Just adding to Wolfie's response. I was confused as well and asked a similar question here:
Understanding fminunc arguments and anonymous functions, function handlers
The approach here is one of 3. The problem the anonymous function (1 of the 3 approaches in the link below) solves is that the solver, fminunc only optimizes one argument in the function passed to it. The anonymous function #(t)(costFunction(t, X, y) is a new function that takes in only one argument, t, and later passes this value to costFunction. You will notice that in the video lecture what was entered was just #costFunction and this worked because costFunction only took one argument, theta.
https://www.mathworks.com/help/optim/ug/passing-extra-parameters.html
I also had the same question. All thanks to the the link provided by Wolfie to understand paramterized and anonymous functions, I was able to clarify my doubts. Perhaps, you must have already found your answer but am explaining once again, for people who might develop this query in the mere future.

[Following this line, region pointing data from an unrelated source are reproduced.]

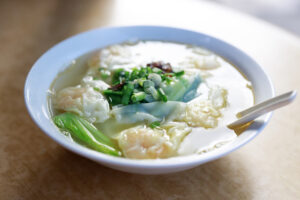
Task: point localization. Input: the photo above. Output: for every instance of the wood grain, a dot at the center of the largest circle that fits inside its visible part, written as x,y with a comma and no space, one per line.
32,166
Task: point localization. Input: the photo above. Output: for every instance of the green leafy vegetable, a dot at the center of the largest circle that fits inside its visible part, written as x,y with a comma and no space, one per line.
84,132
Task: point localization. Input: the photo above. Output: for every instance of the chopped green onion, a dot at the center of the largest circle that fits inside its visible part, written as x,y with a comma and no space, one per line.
155,124
151,90
127,91
96,89
180,73
139,96
148,83
162,95
155,78
111,92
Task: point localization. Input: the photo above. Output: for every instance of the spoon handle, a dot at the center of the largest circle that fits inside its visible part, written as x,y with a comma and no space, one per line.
263,108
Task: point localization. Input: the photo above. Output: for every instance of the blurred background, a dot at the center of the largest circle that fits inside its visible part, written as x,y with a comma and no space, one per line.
283,13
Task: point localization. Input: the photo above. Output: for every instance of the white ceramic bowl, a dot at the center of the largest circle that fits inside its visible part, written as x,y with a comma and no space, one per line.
61,55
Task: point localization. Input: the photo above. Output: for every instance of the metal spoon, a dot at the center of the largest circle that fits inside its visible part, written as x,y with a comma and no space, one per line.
253,112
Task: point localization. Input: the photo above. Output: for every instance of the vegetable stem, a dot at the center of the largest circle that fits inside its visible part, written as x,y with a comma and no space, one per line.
84,132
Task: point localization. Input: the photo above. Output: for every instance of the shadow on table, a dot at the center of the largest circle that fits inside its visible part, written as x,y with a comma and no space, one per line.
69,176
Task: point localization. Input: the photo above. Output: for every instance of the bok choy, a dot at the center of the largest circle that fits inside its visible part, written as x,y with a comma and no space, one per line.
84,132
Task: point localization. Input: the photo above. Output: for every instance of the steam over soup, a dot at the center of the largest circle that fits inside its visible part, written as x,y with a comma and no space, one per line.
149,100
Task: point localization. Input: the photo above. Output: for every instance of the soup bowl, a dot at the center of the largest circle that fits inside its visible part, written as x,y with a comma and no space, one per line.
61,55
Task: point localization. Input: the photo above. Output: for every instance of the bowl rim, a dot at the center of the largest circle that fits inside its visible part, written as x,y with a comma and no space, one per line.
179,161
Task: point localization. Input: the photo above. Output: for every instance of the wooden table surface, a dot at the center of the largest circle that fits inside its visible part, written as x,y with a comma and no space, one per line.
32,166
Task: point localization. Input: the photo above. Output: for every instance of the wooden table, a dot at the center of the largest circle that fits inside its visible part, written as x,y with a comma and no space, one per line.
32,166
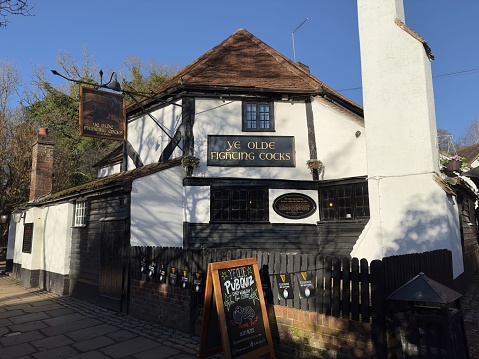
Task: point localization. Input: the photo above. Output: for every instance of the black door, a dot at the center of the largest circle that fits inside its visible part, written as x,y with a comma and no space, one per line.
113,265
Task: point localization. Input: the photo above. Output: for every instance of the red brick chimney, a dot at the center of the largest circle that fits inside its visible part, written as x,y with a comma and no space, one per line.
42,165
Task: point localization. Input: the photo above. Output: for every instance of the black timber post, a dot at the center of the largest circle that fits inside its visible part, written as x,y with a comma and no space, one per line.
188,122
378,312
313,151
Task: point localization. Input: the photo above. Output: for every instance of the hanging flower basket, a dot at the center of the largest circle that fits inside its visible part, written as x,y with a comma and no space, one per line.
189,163
314,164
453,165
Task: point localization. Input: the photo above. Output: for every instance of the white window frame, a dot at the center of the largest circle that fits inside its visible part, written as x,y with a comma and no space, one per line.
80,213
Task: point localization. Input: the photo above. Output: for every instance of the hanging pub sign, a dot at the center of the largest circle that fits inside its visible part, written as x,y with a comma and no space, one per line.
184,280
198,282
173,276
151,269
306,285
143,264
251,151
162,273
235,321
102,114
285,287
294,206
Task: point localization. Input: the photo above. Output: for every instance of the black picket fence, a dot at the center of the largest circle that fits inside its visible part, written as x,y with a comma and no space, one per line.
341,287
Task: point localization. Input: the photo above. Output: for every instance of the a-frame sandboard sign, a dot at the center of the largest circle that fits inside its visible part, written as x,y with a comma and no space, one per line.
235,320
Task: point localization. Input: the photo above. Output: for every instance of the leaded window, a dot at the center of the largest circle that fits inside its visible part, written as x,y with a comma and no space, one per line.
344,202
258,116
239,205
80,213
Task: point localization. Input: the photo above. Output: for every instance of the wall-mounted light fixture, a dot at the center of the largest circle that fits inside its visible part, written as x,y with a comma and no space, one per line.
3,217
17,215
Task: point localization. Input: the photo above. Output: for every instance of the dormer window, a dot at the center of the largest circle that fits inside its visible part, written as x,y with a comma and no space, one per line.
258,116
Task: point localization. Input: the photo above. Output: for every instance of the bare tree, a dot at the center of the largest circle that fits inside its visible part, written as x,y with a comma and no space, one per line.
471,134
13,7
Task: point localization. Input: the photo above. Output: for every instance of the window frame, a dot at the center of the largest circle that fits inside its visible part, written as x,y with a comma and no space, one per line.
79,215
239,205
258,120
336,202
27,241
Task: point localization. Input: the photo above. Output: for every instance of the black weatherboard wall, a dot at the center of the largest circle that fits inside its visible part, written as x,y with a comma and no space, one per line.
98,263
334,237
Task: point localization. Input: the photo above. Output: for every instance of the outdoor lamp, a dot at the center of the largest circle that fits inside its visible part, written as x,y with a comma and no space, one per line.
3,217
17,215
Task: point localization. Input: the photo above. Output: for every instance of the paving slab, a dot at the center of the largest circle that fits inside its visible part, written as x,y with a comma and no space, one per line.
19,338
122,335
130,347
29,317
94,343
35,324
91,332
52,342
62,352
69,327
16,351
158,353
27,327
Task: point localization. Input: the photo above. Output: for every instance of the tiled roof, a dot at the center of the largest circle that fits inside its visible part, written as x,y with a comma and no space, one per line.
111,180
243,61
470,153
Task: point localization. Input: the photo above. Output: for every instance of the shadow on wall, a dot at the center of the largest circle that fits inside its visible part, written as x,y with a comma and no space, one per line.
425,228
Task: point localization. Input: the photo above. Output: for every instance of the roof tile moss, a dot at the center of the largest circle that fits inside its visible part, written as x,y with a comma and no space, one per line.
114,179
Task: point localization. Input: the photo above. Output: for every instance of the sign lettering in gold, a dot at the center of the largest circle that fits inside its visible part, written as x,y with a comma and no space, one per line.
253,151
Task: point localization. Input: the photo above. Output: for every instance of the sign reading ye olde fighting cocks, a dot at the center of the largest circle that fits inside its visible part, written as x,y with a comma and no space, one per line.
102,114
251,151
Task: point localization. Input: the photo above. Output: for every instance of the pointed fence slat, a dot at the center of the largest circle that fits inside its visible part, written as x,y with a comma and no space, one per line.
346,288
336,285
346,292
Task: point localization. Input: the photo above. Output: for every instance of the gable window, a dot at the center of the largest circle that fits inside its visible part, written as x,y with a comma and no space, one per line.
80,213
344,202
27,238
239,205
258,116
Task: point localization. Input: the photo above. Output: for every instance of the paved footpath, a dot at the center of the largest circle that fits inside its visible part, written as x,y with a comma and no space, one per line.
37,324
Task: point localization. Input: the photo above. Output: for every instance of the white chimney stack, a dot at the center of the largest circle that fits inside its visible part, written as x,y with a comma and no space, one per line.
410,211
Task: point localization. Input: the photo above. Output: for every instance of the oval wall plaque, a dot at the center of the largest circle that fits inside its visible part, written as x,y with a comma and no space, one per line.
294,206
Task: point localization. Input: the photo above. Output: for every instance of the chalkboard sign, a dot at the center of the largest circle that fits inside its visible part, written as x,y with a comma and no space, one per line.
235,312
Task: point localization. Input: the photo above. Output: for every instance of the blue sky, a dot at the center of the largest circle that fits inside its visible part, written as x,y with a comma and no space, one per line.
177,32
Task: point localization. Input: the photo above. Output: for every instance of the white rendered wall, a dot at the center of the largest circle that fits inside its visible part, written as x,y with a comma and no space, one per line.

Let's say we want to derive a polynomial, and find its minimum/maximum value. Our code is:
m = 5;
fun = #(x) x^2 + m; % function that takes one input: x, accepts 'm' as constant
x = derive(fun, 0); % fun passed as an argument
As per the above code, 'fun' is a handle that points to our anonymous function, f(x)=x^2 + m. It accepts only one input, i.e. x. The advantage of an anonymous function is, one doesn't need to create a separate program for it. For the constant, 'm', it can accept any values residing in the current workspace.
The above code can be shortened by:
m = 5;
x = derive(#(x) x^2 + m, 0); % passed the anonymous function directly as argument
Our target is to find the global optimal,so i think the function here is to get a bounch of local minimal by change the alpha and compare with each other to see which one is the best.
to achive this you initiate the fminuc with value initial_theta
fminuc set t=initial_theta then compute CostFunction(t,X,y) which is equal to` CostFunction(initial_theta,X,y).you will get the Cost and also the gradient.
fminuc will compute a new_theta with the gradient and a alpha, then set t=new_theta and compute the Cost and gradient again.
it will loop like this until it find the local optimal.
Then it change the length of alpha and repeat above to get another optimal. At the end it will compare the optimals and return with the best one.